Neurophysiological Basis

We have looked at some form of increased cortical activity as a basis for sleep discrepancy. Is there a physiological model that supports this explanation?

In 2017, Kay et al hypothesised that sleep onset discrepancy was associated with increased glucose metabolism in the areas of the brain responsible for conscious awareness. They performed fluorodeoxyglucose positron emission tomography (FDG-PET) scans on 32 primary insomnia and 30 good sleep subjects during NREM sleep. The relative regional cerebral metabolic rate for glucose was measured. These subjects also completed subjective sleep questionnaires. In the insomnia group, the greater the discrepancy between subjective and objective SOL, the higher the relative glucose metabolism during NREM sleep in the right anterior insula and middle/posterior cingulate cortex. Interestingly, in the good sleepers group, the same findings of metabolism were also observed if there were higher positive discrepancy in SOL. These findings are in keeping with the proposed hypothesis, which is that altered activity during NREM sleep, in the brain areas responsible for awareness, could account for sleep discrepancy. Also positive and negative sleep discrepancies may involve the  activity of different set of neurons within the same brain areas (35).
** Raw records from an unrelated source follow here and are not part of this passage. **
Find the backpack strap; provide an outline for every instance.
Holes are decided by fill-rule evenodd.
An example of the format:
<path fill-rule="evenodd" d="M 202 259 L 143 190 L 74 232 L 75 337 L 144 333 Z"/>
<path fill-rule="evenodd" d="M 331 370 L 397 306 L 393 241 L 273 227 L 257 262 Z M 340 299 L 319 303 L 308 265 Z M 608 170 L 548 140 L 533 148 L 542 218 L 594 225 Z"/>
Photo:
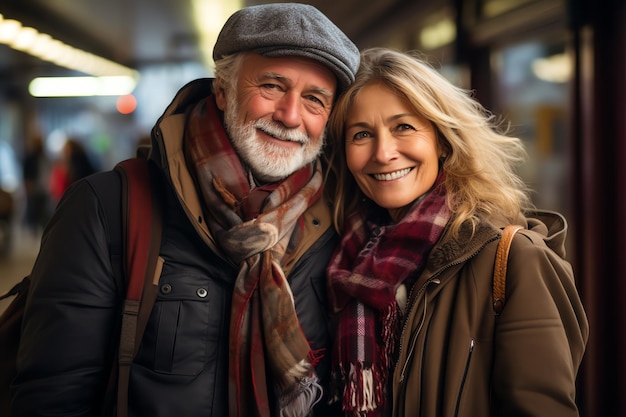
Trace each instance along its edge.
<path fill-rule="evenodd" d="M 104 414 L 113 412 L 115 385 L 118 386 L 117 415 L 125 417 L 128 414 L 130 364 L 139 348 L 158 292 L 158 278 L 162 268 L 158 256 L 162 234 L 162 199 L 158 185 L 159 174 L 151 173 L 151 170 L 156 171 L 156 168 L 148 160 L 133 158 L 116 166 L 115 171 L 119 175 L 111 172 L 85 178 L 102 202 L 104 217 L 108 224 L 113 276 L 120 297 L 124 297 L 126 293 L 127 298 L 120 331 L 119 366 L 113 361 L 103 398 Z M 112 176 L 119 177 L 120 182 L 112 181 Z M 6 294 L 0 295 L 0 299 L 17 295 L 0 315 L 2 334 L 8 335 L 0 339 L 2 342 L 19 339 L 19 323 L 29 283 L 30 278 L 27 276 Z M 8 333 L 10 331 L 14 333 Z M 9 351 L 9 348 L 14 349 Z M 15 374 L 16 349 L 17 343 L 0 343 L 2 359 L 8 358 L 9 362 L 12 362 L 7 365 L 2 363 L 2 369 L 8 370 L 3 371 L 0 381 L 2 388 L 9 386 Z M 2 407 L 9 401 L 8 396 L 4 394 L 8 395 L 8 391 L 0 390 Z"/>
<path fill-rule="evenodd" d="M 122 227 L 127 279 L 118 353 L 117 416 L 128 415 L 128 384 L 133 362 L 158 293 L 162 262 L 161 201 L 150 162 L 131 158 L 118 163 L 122 178 Z M 156 204 L 155 204 L 156 202 Z"/>
<path fill-rule="evenodd" d="M 9 297 L 13 297 L 14 295 L 18 295 L 22 292 L 28 291 L 29 284 L 30 284 L 30 276 L 27 275 L 24 278 L 22 278 L 20 282 L 16 283 L 13 287 L 11 287 L 11 289 L 0 294 L 0 301 Z"/>
<path fill-rule="evenodd" d="M 493 312 L 496 316 L 499 316 L 504 308 L 506 300 L 506 269 L 509 251 L 511 249 L 511 243 L 513 242 L 513 236 L 515 236 L 515 233 L 520 229 L 522 229 L 521 226 L 513 224 L 506 226 L 504 230 L 502 230 L 502 237 L 498 242 L 496 260 L 493 267 Z"/>

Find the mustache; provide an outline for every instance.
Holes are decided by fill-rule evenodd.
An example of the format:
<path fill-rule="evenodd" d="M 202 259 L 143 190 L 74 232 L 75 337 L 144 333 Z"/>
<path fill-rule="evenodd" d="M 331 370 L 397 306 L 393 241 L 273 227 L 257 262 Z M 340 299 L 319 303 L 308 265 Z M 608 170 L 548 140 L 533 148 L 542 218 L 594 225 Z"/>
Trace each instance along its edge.
<path fill-rule="evenodd" d="M 311 141 L 309 135 L 296 129 L 285 129 L 283 126 L 267 119 L 259 119 L 254 122 L 256 129 L 262 130 L 276 139 L 306 144 Z"/>

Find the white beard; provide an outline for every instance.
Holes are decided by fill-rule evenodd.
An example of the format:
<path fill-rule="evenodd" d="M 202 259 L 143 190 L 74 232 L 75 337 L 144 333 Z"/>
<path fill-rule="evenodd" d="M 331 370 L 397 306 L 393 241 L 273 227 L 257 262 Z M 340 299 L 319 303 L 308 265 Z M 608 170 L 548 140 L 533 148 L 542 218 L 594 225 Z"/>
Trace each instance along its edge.
<path fill-rule="evenodd" d="M 326 131 L 318 141 L 296 130 L 286 129 L 267 119 L 258 119 L 242 124 L 237 120 L 237 99 L 231 94 L 224 111 L 224 124 L 233 148 L 252 174 L 260 181 L 275 182 L 286 178 L 300 168 L 313 162 L 320 154 Z M 263 141 L 257 130 L 278 138 L 301 144 L 299 148 L 286 148 Z M 316 143 L 314 143 L 316 142 Z"/>

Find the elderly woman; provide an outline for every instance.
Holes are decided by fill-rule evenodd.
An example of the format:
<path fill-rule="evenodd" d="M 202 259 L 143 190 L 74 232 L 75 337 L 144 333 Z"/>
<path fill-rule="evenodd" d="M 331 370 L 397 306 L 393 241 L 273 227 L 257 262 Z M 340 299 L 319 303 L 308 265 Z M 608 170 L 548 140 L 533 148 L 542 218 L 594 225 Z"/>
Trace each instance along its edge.
<path fill-rule="evenodd" d="M 416 56 L 362 53 L 329 122 L 336 398 L 358 416 L 576 416 L 588 336 L 565 219 L 539 212 L 525 158 L 467 91 Z M 506 305 L 492 284 L 517 224 Z"/>

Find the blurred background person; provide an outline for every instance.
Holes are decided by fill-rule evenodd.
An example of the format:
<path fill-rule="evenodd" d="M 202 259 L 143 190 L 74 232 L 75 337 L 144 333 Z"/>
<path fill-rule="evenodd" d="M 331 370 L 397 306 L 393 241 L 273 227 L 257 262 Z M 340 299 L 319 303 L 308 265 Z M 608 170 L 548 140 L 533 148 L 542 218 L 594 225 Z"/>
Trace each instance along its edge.
<path fill-rule="evenodd" d="M 85 147 L 76 139 L 68 139 L 50 173 L 48 186 L 54 204 L 58 203 L 72 183 L 96 171 Z"/>
<path fill-rule="evenodd" d="M 44 151 L 41 135 L 33 135 L 26 142 L 22 159 L 22 174 L 26 207 L 24 225 L 28 232 L 38 235 L 51 215 L 50 196 L 47 179 L 50 174 L 50 160 Z"/>

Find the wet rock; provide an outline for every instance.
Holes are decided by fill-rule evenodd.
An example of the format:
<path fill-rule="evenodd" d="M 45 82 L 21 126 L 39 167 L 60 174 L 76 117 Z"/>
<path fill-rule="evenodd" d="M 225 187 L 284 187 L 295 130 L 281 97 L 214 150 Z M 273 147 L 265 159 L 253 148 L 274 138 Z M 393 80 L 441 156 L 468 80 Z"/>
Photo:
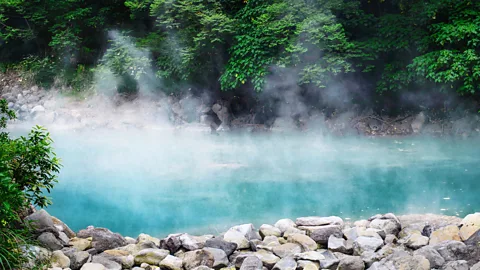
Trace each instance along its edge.
<path fill-rule="evenodd" d="M 420 133 L 425 124 L 425 121 L 426 116 L 424 112 L 420 112 L 419 114 L 417 114 L 411 124 L 413 133 Z"/>
<path fill-rule="evenodd" d="M 249 256 L 243 260 L 240 270 L 263 270 L 263 264 L 256 256 Z"/>
<path fill-rule="evenodd" d="M 284 233 L 289 228 L 297 227 L 297 224 L 295 224 L 295 222 L 293 222 L 293 220 L 291 219 L 284 218 L 277 221 L 275 223 L 275 227 L 277 227 L 282 233 Z"/>
<path fill-rule="evenodd" d="M 86 263 L 80 270 L 108 270 L 105 266 L 99 263 Z"/>
<path fill-rule="evenodd" d="M 281 236 L 282 235 L 282 231 L 280 231 L 279 228 L 277 227 L 274 227 L 272 225 L 268 225 L 268 224 L 263 224 L 262 226 L 260 226 L 260 236 L 262 236 L 263 238 L 265 236 Z"/>
<path fill-rule="evenodd" d="M 127 251 L 123 250 L 105 250 L 100 255 L 97 255 L 97 257 L 98 256 L 104 257 L 110 261 L 114 261 L 120 264 L 125 269 L 130 269 L 135 264 L 135 257 L 130 255 L 130 253 L 128 253 Z"/>
<path fill-rule="evenodd" d="M 250 242 L 248 239 L 239 231 L 229 230 L 223 236 L 223 239 L 227 242 L 235 243 L 238 249 L 249 249 Z"/>
<path fill-rule="evenodd" d="M 296 270 L 297 262 L 292 257 L 285 257 L 278 261 L 273 270 Z"/>
<path fill-rule="evenodd" d="M 263 263 L 263 266 L 267 267 L 268 269 L 272 269 L 272 267 L 280 260 L 279 257 L 275 256 L 272 252 L 260 249 L 254 253 Z"/>
<path fill-rule="evenodd" d="M 205 242 L 205 247 L 221 249 L 227 254 L 227 256 L 230 256 L 237 249 L 237 244 L 227 242 L 220 238 L 212 238 Z"/>
<path fill-rule="evenodd" d="M 360 257 L 345 256 L 340 259 L 337 270 L 364 270 L 365 263 Z"/>
<path fill-rule="evenodd" d="M 223 101 L 219 101 L 212 106 L 212 111 L 218 116 L 218 119 L 222 122 L 223 126 L 230 125 L 230 112 L 228 104 Z"/>
<path fill-rule="evenodd" d="M 459 241 L 440 242 L 433 248 L 445 259 L 445 261 L 462 260 L 467 255 L 467 246 Z"/>
<path fill-rule="evenodd" d="M 55 237 L 55 235 L 51 232 L 42 233 L 38 238 L 38 242 L 40 242 L 44 247 L 50 250 L 60 250 L 63 248 L 62 243 Z"/>
<path fill-rule="evenodd" d="M 84 251 L 92 247 L 92 238 L 77 238 L 70 239 L 69 244 L 79 251 Z"/>
<path fill-rule="evenodd" d="M 427 224 L 427 225 L 425 225 L 425 227 L 423 227 L 423 229 L 422 229 L 422 235 L 423 235 L 423 236 L 426 236 L 426 237 L 430 237 L 430 235 L 432 234 L 433 231 L 434 231 L 433 226 L 430 225 L 430 224 Z"/>
<path fill-rule="evenodd" d="M 126 240 L 125 240 L 126 241 Z M 160 239 L 156 238 L 156 237 L 152 237 L 148 234 L 144 234 L 144 233 L 141 233 L 138 237 L 137 237 L 137 243 L 142 243 L 142 242 L 146 242 L 146 241 L 150 241 L 150 242 L 153 242 L 157 247 L 160 246 Z"/>
<path fill-rule="evenodd" d="M 304 234 L 290 234 L 287 241 L 289 243 L 298 244 L 304 251 L 311 251 L 317 249 L 317 243 L 312 238 Z"/>
<path fill-rule="evenodd" d="M 92 237 L 92 248 L 98 252 L 127 245 L 127 241 L 120 234 L 113 233 L 105 228 L 94 228 L 93 226 L 78 232 L 77 237 Z"/>
<path fill-rule="evenodd" d="M 398 239 L 395 235 L 393 234 L 387 234 L 385 236 L 385 244 L 396 244 L 398 242 Z"/>
<path fill-rule="evenodd" d="M 169 255 L 169 251 L 165 249 L 144 249 L 140 250 L 135 255 L 135 264 L 140 265 L 142 263 L 148 263 L 152 265 L 158 265 L 167 255 Z"/>
<path fill-rule="evenodd" d="M 93 256 L 92 263 L 101 264 L 105 266 L 107 270 L 122 270 L 122 265 L 102 256 Z"/>
<path fill-rule="evenodd" d="M 348 240 L 352 240 L 352 241 L 357 239 L 360 236 L 375 237 L 382 240 L 382 237 L 378 234 L 379 231 L 381 230 L 377 230 L 373 228 L 365 228 L 365 227 L 353 227 L 353 228 L 343 230 L 343 234 Z"/>
<path fill-rule="evenodd" d="M 172 255 L 168 255 L 163 259 L 159 264 L 161 269 L 167 270 L 182 270 L 183 268 L 183 261 L 180 258 L 177 258 Z"/>
<path fill-rule="evenodd" d="M 413 233 L 408 237 L 405 245 L 411 249 L 419 249 L 428 245 L 428 240 L 428 237 L 421 235 L 420 232 Z"/>
<path fill-rule="evenodd" d="M 480 213 L 467 215 L 460 226 L 460 237 L 465 241 L 480 230 Z"/>
<path fill-rule="evenodd" d="M 366 251 L 375 252 L 383 246 L 383 241 L 374 237 L 360 236 L 353 242 L 353 254 L 362 255 Z"/>
<path fill-rule="evenodd" d="M 57 228 L 58 231 L 64 232 L 68 238 L 73 238 L 75 237 L 75 232 L 73 232 L 67 224 L 63 223 L 60 219 L 52 216 L 52 221 L 53 224 L 55 225 L 55 228 Z"/>
<path fill-rule="evenodd" d="M 455 240 L 460 241 L 460 230 L 455 225 L 448 225 L 435 230 L 430 235 L 430 245 L 436 245 L 443 241 Z"/>
<path fill-rule="evenodd" d="M 467 261 L 452 261 L 452 262 L 447 262 L 443 267 L 442 270 L 468 270 L 470 269 L 468 267 Z"/>
<path fill-rule="evenodd" d="M 44 231 L 57 231 L 55 224 L 52 221 L 52 216 L 47 211 L 40 209 L 35 213 L 25 218 L 26 221 L 30 221 L 30 224 L 36 232 Z"/>
<path fill-rule="evenodd" d="M 255 253 L 252 251 L 235 251 L 228 259 L 236 268 L 240 268 L 243 261 L 250 256 L 255 256 Z"/>
<path fill-rule="evenodd" d="M 371 219 L 369 226 L 370 228 L 382 230 L 385 235 L 398 235 L 398 233 L 402 230 L 402 225 L 400 224 L 400 221 L 395 215 L 391 213 Z"/>
<path fill-rule="evenodd" d="M 320 264 L 318 262 L 298 260 L 297 270 L 319 270 Z"/>
<path fill-rule="evenodd" d="M 70 268 L 72 270 L 78 270 L 82 265 L 90 260 L 90 254 L 86 251 L 78 251 L 75 248 L 62 249 L 63 254 L 70 259 Z"/>
<path fill-rule="evenodd" d="M 128 237 L 128 236 L 125 236 L 125 241 L 127 241 L 127 244 L 136 244 L 137 243 L 137 240 L 132 238 L 132 237 Z"/>
<path fill-rule="evenodd" d="M 42 105 L 37 105 L 30 110 L 31 114 L 43 113 L 45 112 L 45 108 Z"/>
<path fill-rule="evenodd" d="M 445 264 L 445 259 L 432 246 L 425 246 L 413 252 L 413 255 L 421 255 L 427 258 L 430 266 L 433 268 L 440 268 Z"/>
<path fill-rule="evenodd" d="M 310 238 L 312 238 L 315 242 L 321 245 L 328 244 L 328 238 L 330 237 L 330 235 L 334 235 L 336 237 L 343 237 L 343 233 L 340 226 L 338 225 L 317 226 L 312 228 L 309 234 Z"/>
<path fill-rule="evenodd" d="M 241 233 L 248 240 L 262 240 L 260 234 L 255 230 L 253 224 L 243 224 L 238 226 L 233 226 L 229 231 L 237 231 Z"/>
<path fill-rule="evenodd" d="M 321 269 L 336 269 L 340 260 L 330 251 L 326 250 L 322 252 L 325 259 L 320 260 Z"/>
<path fill-rule="evenodd" d="M 290 235 L 292 234 L 304 234 L 304 235 L 307 235 L 307 232 L 306 231 L 303 231 L 303 230 L 300 230 L 300 229 L 297 229 L 295 227 L 291 227 L 291 228 L 287 228 L 285 230 L 285 232 L 283 232 L 283 237 L 289 237 Z"/>
<path fill-rule="evenodd" d="M 325 256 L 318 251 L 307 251 L 303 253 L 295 253 L 294 258 L 297 260 L 320 261 L 325 260 Z"/>
<path fill-rule="evenodd" d="M 275 236 L 266 236 L 262 242 L 264 246 L 268 246 L 268 247 L 280 246 L 278 237 L 275 237 Z"/>
<path fill-rule="evenodd" d="M 206 250 L 185 252 L 182 259 L 183 267 L 186 270 L 190 270 L 201 265 L 212 268 L 213 264 L 215 263 L 215 258 L 213 257 L 213 254 Z"/>
<path fill-rule="evenodd" d="M 295 221 L 297 226 L 324 226 L 339 225 L 343 226 L 343 220 L 340 217 L 300 217 Z"/>
<path fill-rule="evenodd" d="M 480 270 L 480 262 L 472 265 L 472 267 L 470 267 L 470 270 Z"/>
<path fill-rule="evenodd" d="M 56 250 L 52 253 L 50 259 L 52 267 L 68 268 L 70 267 L 70 259 L 63 254 L 62 251 Z"/>
<path fill-rule="evenodd" d="M 273 253 L 280 258 L 293 256 L 295 253 L 302 252 L 302 247 L 294 243 L 286 243 L 280 246 L 273 247 Z"/>
<path fill-rule="evenodd" d="M 347 241 L 340 237 L 335 237 L 334 235 L 330 235 L 328 238 L 328 249 L 333 252 L 341 252 L 345 254 L 352 253 L 353 242 L 352 245 L 347 246 Z"/>
<path fill-rule="evenodd" d="M 228 265 L 228 257 L 225 251 L 218 249 L 218 248 L 203 248 L 203 250 L 212 253 L 213 255 L 213 268 L 220 269 L 222 267 L 226 267 Z"/>
<path fill-rule="evenodd" d="M 203 247 L 203 244 L 187 233 L 180 235 L 180 241 L 186 250 L 197 250 Z"/>
<path fill-rule="evenodd" d="M 167 249 L 170 253 L 177 252 L 180 247 L 182 247 L 182 241 L 180 240 L 181 234 L 170 234 L 167 238 L 163 239 L 160 242 L 160 247 L 162 249 Z"/>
In 2018, Hsiao et al performed a simultaneous EEG and functional MRI study on 36 healthy

Subjects while they were attempting to fall asleep. They were then awakened after either entering into stable N1 or N2 sleep or after 90 minutes of not falling asleep. They were then asked to recall the moment just before awakening. In those exhibiting sleep discrepancy that there was increase in fMRI activity seen in the fronto-parietal pathways governing executive control. This was hypothesised to be explained by hyperarousal of the brain in these regions (36).

Conclusion

I propose that the above explanations can be amalgamated. Herbet et al in 2017 has demonstrated that patients with higher pre-sleep cognitive activity and greater sleep effort had more sleep discrepancy (37). This is likely secondary to a psychophysiological factor leading to a an increase in cortical activity. This increase in cortical activity can be measured with multiple means analysing electrophysiological sleep microstructure. These measures are unfortunately not detected by current accepted scoring methodology, hence the discrepancy. It also has a demonstrable metabolic physiological basis. The broad pieces seem to be in place. However this challenges the electrophysiological definition of sleep, beyond our current consensus. As always, more studies and data will be required.